Quantfury Gazette

Disney (NYSE: DIS) learns that money likes silence

Nathan Crooks
Quantfury Team

One of the weirdest fights ever has finally ended, with Walt Disney (NYSE: DIS) and the state of Florida quietly agreeing—at least for now—to bury the hatchet and get back to the business of expanding the most famous theme park in the world. 

The nasty dispute first broke out more than two years ago after Disney took a very public stance against a law backed by governor Ron DeSantis that curtailed instruction about sexual orientation and gender identity in public schools. He responded in a bitter tit for tat and went after the company’s self-governance privileges in the state.

Now, both sides have stepped back from the brink with a fresh 15-year deal that will see the entertainment giant invest $17 billion on the continued expansion of its Walt Disney World Resort in Orlando. While DeSantis, a Republican, did manage to get control of the theme park’s special administrative district, he appointed people seen as friendly to the company to run it.

The reason for détente is obvious: it’s a partnership that’s simply too big to fail. Disney and Florida go hand in hand like sunshine and tan lines, and no one was going to benefit from a prolonged dispute that pitted the state against its biggest employer. But it’s a relationship that flows both ways, with the state just as important to the company as the company is to the state. While many die-hard DeSantis foes had argued at the height of the drama that the company should just pack up and leave the state, that’s simply never going to happen. 

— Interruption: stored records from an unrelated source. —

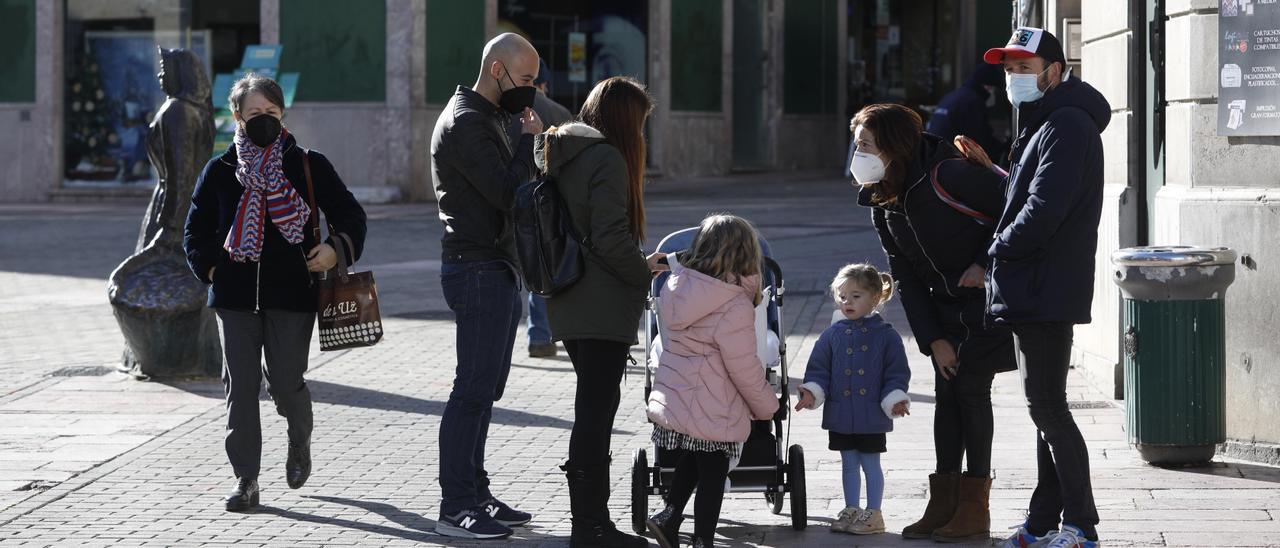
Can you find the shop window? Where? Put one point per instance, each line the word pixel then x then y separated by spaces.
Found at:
pixel 338 48
pixel 455 41
pixel 18 42
pixel 112 92
pixel 696 54
pixel 809 56
pixel 583 41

Indeed, Disney’s latest earnings release shows the Orlando park and a Florida-based cruise line among the only bright spots amid ongoing challenges to boost a struggling entertainment segment and streaming business. While rising 13% this year, shares in the firm are still trading 26% below levels seen right before the DeSantis dispute escalated.

DeSantis plugged the state’s economy last week, noting that its gross domestic product was growing at twice the rate of the national average. “Since quarter one of 2019, we’ve grown 22%, while the US overall has grown 11%. It just shows you that policy matters. Leadership matters,” he said.

The now settled ordeal has lessons for both DeSantis and Disney. While the anti-woke crusade resonated with many Republican base voters as DeSantis embarked on a now failed campaign to grab the party’s nomination ahead of presidential elections later this year, many Florida residents found the matter off-putting. Tourism is a lifeblood of the state, and everyone living there knows who butters their bread. Disney, meanwhile, may want to think twice about political activism when it comes to divisive issues and a polarized electorate.

The latest agreement allows both sides to claim a win, although DeSantis and the company have been uncharacteristically quiet about it in a sign that they both may want to just move on and chalk up the whole thing as a sort of pandemic-era freakout. Disney may have more political controversy on the horizon, however, after a video emerged last week that purportedly shows a company executive confessing that “white men” can’t be hired for some roles. While Elon Musk responded to the revelation by saying “this is messed up,” DeSantis has so far not answered calls on X to comment on the matter. The truce seems to be holding for now.